Realizing what is about to happen, the remaining group members prepare for a mass suicide. Heartbroken and lost, Martin leaves Mazzy on the lakeshore and drives back to his apartment, where it is revealed he never moved his grandmother's corpse from the living room rug, and lays down next to her taking a cyanide pill. At the center, Hilma chastises Nina the same way that she did Martin, to which Nina responds that she has “always been faithful”. Hilma tells her this is her chance to prove it, and takes away the cyanide pill from her hand. Instead, Nina and the rest of the group members don ceremonial robes, put the seashells in their mouths, and smear a stripe of ash on their faces before dousing themselves in gasoline and striking matches, thus self-immolating and burning down the center. Hilma leaves as this is happening.

At the lakeshore, Mazzy wakes up and still dazed from being drugged, hallucinates that Lotte is in the water beckoning her in, so she wades into the water and allows herself to sink. Ben and the police arrive, and Ben dives into the water, rescuing Mazzy. The two embrace in tears as Martin and the other cult members except for Hilma are shown dying. The final scene of the film shows Elsa having found a video of Hilma online, staring entranced at it the same way that Mazzy originally did.

==Cast==

- Eric Bana as Ben Monroe
- Sadie Sink as Mazzy Monroe, Ben's daughter
- Sylvia Hoeks as Nina
- Jonas Dassler as Martin
- Sophie Rois as Hilma
- Stephan Kampwirth as Max
- Lara Feith as Lotte

==Production==
The film, initially titled Berlin Nobody, was co-produced by Ridley Scott and Michael Pruss for Scott Free Productions in conjunction with Cologne-based Augenschein Filmproduktion's Jonas Katzenstein, Maximilian Leo, and Georgina Pope.
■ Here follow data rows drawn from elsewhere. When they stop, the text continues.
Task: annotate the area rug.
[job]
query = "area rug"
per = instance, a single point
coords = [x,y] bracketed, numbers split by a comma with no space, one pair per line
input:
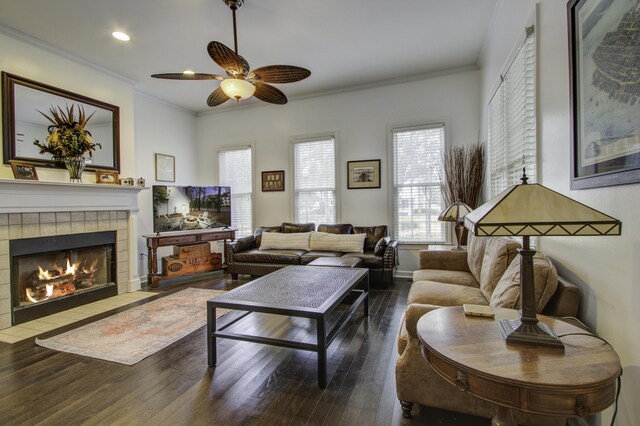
[130,336]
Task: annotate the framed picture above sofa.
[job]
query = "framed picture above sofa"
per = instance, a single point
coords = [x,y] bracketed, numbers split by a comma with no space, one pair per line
[273,181]
[605,92]
[363,174]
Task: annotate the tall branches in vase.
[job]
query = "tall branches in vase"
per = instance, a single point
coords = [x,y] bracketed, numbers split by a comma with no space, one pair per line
[463,175]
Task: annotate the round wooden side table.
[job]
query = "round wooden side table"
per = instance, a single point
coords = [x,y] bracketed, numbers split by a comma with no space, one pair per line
[470,353]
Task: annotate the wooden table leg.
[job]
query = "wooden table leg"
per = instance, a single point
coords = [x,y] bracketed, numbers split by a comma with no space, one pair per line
[212,355]
[322,353]
[153,279]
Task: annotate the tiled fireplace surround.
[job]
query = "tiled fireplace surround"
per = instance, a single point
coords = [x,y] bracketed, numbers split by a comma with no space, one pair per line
[39,209]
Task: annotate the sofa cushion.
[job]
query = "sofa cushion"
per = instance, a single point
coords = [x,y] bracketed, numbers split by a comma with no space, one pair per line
[312,255]
[381,246]
[369,260]
[498,254]
[288,228]
[278,257]
[339,228]
[442,294]
[244,244]
[445,276]
[374,233]
[290,241]
[545,278]
[323,241]
[261,229]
Executive producers were Jonathan Saubach for Augenschein and Rebecca Feuer for Scott Free.

Kiernan Shipka was initially added to the production alongside Bana in January 2022, but left the project before principal photography began in September 2022. In May 2022, Sylvia Hoeks was added to the cast. In September 2022, Sadie Sink, Jonas Dassler, and Sophie Rois were cast in the film. Stephan Kampwirth and Lara Feith were announced to be part of the cast in May 2024.
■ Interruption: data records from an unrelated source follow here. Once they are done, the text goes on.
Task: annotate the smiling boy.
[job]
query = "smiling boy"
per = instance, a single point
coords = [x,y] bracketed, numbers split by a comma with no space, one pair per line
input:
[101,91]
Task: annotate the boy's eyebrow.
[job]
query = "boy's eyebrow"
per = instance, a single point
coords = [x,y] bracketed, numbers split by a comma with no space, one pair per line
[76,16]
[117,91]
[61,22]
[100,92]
Principal photography began in Berlin in September 2022. Filming was wrapped by December 2022.

==Release==
A Sacrifice is the second film (after The Dive in 2023) under the strategic sales partnership between UK-based Protagonist Pictures and the German distributor Augenschein Sales, with both companies sharing joint sales rights to the film worldwide.

In February 2024, Vertical acquired North American distribution rights to the film (which was subsequently re-titled A Sacrifice in May 2024), releasing it in select theatres on 28 June 2024.

A Sacrifice was released in Germany by SquareOne Entertainment under the title Berlin Nobody on 1 August 2024.

==Reception==
===Box office===
As of 30 August 2024, most of the film's revenue originated from its theatrical release in Russia, where it grossed $61,559 during its opening weekend, and went on to make the total of $122,360 in that territory after 56 days in release.

===Critical response===
 Metacritic, which uses a weighted average, assigned the film a score of 44 out of 100, based on five critics, indicating "mixed or average" reviews.

Peter Sobczynski of RogerEbert.com gave the film one out of four stars and wrote, "The first two-thirds of A Sacrifice are a largely leaden affair... it then proceeds to get infinitely worse in its final act as it shifts from tediousness to outright lunacy."